2016 was an interesting year! Sold my home, moved to IL, quickly moved back to IA. Met and married an amazing man and nearly let him go multiple times by 2017’s arrival. Had a short staycation in the hospital for attempted overdose before ringing in the new year. However, the funk I left 2016 with, remained. No matter what I did, I could not pull myself out of the chaos that had been strangling me in 2016.
Since as long as I can remember, this is the battle that I’ve waged with myself. Now I’m not writing this as a way to get sympathy or for others to feel sorry for me. No! I am writing this because it took, I’m not sure how many years, broken relationships, and finally having someone fight for me, to realize that this is an illness. Mental illness! I am writing this to hold myself accountable; accountable for the next time when I panic and try to run; accountable for the next time I feel I am better off gone versus staying and fighting; accountable to be the person those closest to me deserve and love them as I am capable of doing, not just during the good days but, ALL THE TIME!
Mental illness, depression, anxiety….whatever you want to call it, it SUCKS!
I have read books, and numerous research articles, not to mention how many random social media posts regarding depression and anxiety. But it wasn’t until my most recent breakdown that I realized just how I’ve been to those I love and how exhausting this illness is, for everyone. I realized that although some relationships are meant to end, others are not. When you have someone willing to fight tooth and nail for your relationship, someone who loves you despite your flaws, craziness, and lack of being able to coexist in a marriage; this someone and subsequent relationship must be held on to.
I am by no means perfect in even the slightest; neither is my husband, but we both try to be and do our best. This is easier said than done. Half the time I consider things to be great, the other half, well, not so much. Although things have not substantially changed when I decide circumstances have gone from great to not so great, I become overwhelmed and unable to cope with every day life, not to mention my marriage. The saddest part here is that those we hold closest to us, in this case my husband, get the short straw at the day’s end.

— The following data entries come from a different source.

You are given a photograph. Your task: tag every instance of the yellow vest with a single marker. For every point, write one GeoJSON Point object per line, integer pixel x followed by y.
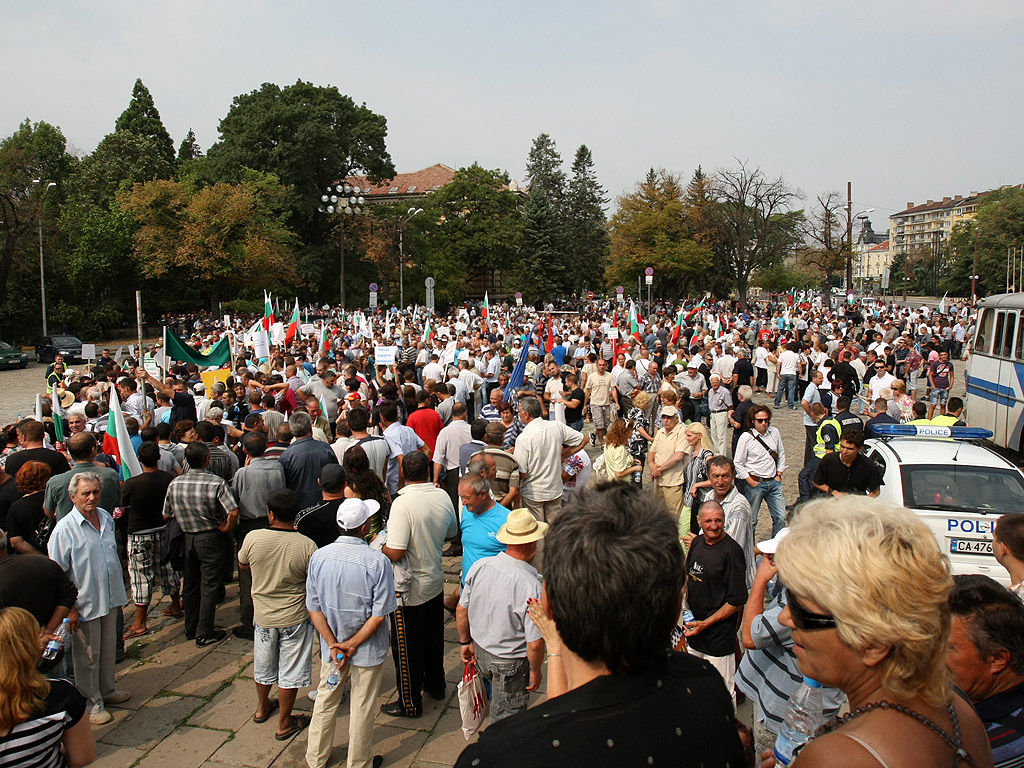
{"type": "Point", "coordinates": [819, 446]}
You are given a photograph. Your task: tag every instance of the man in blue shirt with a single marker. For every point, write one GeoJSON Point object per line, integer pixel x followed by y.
{"type": "Point", "coordinates": [351, 622]}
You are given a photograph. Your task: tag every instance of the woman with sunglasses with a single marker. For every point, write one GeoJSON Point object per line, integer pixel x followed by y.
{"type": "Point", "coordinates": [867, 592]}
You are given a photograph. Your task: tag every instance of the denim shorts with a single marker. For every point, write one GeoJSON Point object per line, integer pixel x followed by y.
{"type": "Point", "coordinates": [284, 655]}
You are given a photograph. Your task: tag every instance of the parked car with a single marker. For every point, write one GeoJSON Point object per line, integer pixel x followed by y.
{"type": "Point", "coordinates": [69, 346]}
{"type": "Point", "coordinates": [957, 487]}
{"type": "Point", "coordinates": [11, 356]}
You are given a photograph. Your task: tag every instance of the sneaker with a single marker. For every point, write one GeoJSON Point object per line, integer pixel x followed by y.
{"type": "Point", "coordinates": [100, 717]}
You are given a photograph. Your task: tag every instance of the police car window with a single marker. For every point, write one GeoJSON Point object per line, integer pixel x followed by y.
{"type": "Point", "coordinates": [985, 331]}
{"type": "Point", "coordinates": [964, 488]}
{"type": "Point", "coordinates": [1008, 334]}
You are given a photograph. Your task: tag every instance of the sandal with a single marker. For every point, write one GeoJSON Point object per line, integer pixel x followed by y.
{"type": "Point", "coordinates": [269, 712]}
{"type": "Point", "coordinates": [298, 723]}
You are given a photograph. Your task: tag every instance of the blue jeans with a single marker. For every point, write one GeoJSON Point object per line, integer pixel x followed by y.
{"type": "Point", "coordinates": [770, 492]}
{"type": "Point", "coordinates": [787, 382]}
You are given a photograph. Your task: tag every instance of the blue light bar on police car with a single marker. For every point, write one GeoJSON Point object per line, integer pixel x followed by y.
{"type": "Point", "coordinates": [931, 430]}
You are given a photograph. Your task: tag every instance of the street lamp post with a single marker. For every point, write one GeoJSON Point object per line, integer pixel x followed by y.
{"type": "Point", "coordinates": [401, 253]}
{"type": "Point", "coordinates": [343, 199]}
{"type": "Point", "coordinates": [42, 273]}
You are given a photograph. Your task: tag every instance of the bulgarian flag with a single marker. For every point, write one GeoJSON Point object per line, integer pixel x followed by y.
{"type": "Point", "coordinates": [680, 322]}
{"type": "Point", "coordinates": [267, 312]}
{"type": "Point", "coordinates": [116, 441]}
{"type": "Point", "coordinates": [293, 327]}
{"type": "Point", "coordinates": [634, 323]}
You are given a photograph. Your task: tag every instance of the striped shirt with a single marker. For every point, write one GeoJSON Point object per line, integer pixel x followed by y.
{"type": "Point", "coordinates": [769, 674]}
{"type": "Point", "coordinates": [36, 742]}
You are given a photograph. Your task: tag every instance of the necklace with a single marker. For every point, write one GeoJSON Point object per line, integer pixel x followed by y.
{"type": "Point", "coordinates": [960, 754]}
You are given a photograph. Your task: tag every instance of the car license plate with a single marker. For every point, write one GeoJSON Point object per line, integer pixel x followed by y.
{"type": "Point", "coordinates": [971, 546]}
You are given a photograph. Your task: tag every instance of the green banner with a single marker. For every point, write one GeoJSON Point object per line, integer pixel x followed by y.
{"type": "Point", "coordinates": [179, 350]}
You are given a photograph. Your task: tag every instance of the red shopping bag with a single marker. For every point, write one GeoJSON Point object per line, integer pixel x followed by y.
{"type": "Point", "coordinates": [472, 700]}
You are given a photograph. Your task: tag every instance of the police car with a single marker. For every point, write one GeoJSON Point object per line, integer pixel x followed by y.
{"type": "Point", "coordinates": [957, 487]}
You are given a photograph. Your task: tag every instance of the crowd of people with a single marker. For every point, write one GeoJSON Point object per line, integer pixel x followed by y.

Unable to determine why I feel like I do, I consult friends. Some, who I’ve realized this last go-round, were not true friends at all, but instigators and contributors to said madness. Others who don’t necessarily know what to say, but remind me of their endless support and a shoulder to cry on. The only thing is, no matter what anyone says, it is not the right answer, and I don’t know why. It took being a fraction of a second away from losing the man who loves me beyond comprehension, for good, that allowed my walls to come down, the tears to flow, and my heart to leap permanently into my throat with sadness and fear, for myself to finally become open and vulnerable. Open to being loved and to loving; vulnerable to being seen for the illness I possess, and the struggle it poses.
In today’s society it seems accepted and easier to walk away and live with the hurt and loss in the aftermath of the storm, rather than to stay and fight for the commitment you made to another person. I’m no exception to the former, given familial relationships and past commitment failures, however, as with other parts of my life that I’ve taken great pride in overcoming, this destructive pattern ends with me!
Well, it is like me to be all stoked to set this goal, or that amount of mileage to achieve as new year resolutions, but this year, I’m not setting them. Yes, I’ll still have goals in my cycling, triathlon, social and personal life; however, as I’ve said in years past, this year will really be MY YEAR! I will get on top of this illness and I will have a successful relationship with myself. On top of that, I will not fail at my marriage. This is not an option, no matter what I convince myself otherwise. I may not be worthy or deserving of my husband’s love, dedication, and commitment, and I may fault him for my sadness at times, however, I do need him. He’s committed to weather this storm with me and be my rock, who am I to tell him otherwise?
So now, nearing the end of the first month of 2017, I have to create my accountability post so not to forget my need to overcome this illness and succeed at my marriage and life in general. It’s been a long time since I felt deserving of the opportunities I’ve been given and now I am going to use these opportunities to overcome obstacles, like I know I am capable of.
With that, here’s a delayed cheers to 2017! To all of you who need the support and motivation to succeed, remember you have it within you, just keep fighting and don’t forget those who truly love you and WANT to guide you through the chaos that ensues.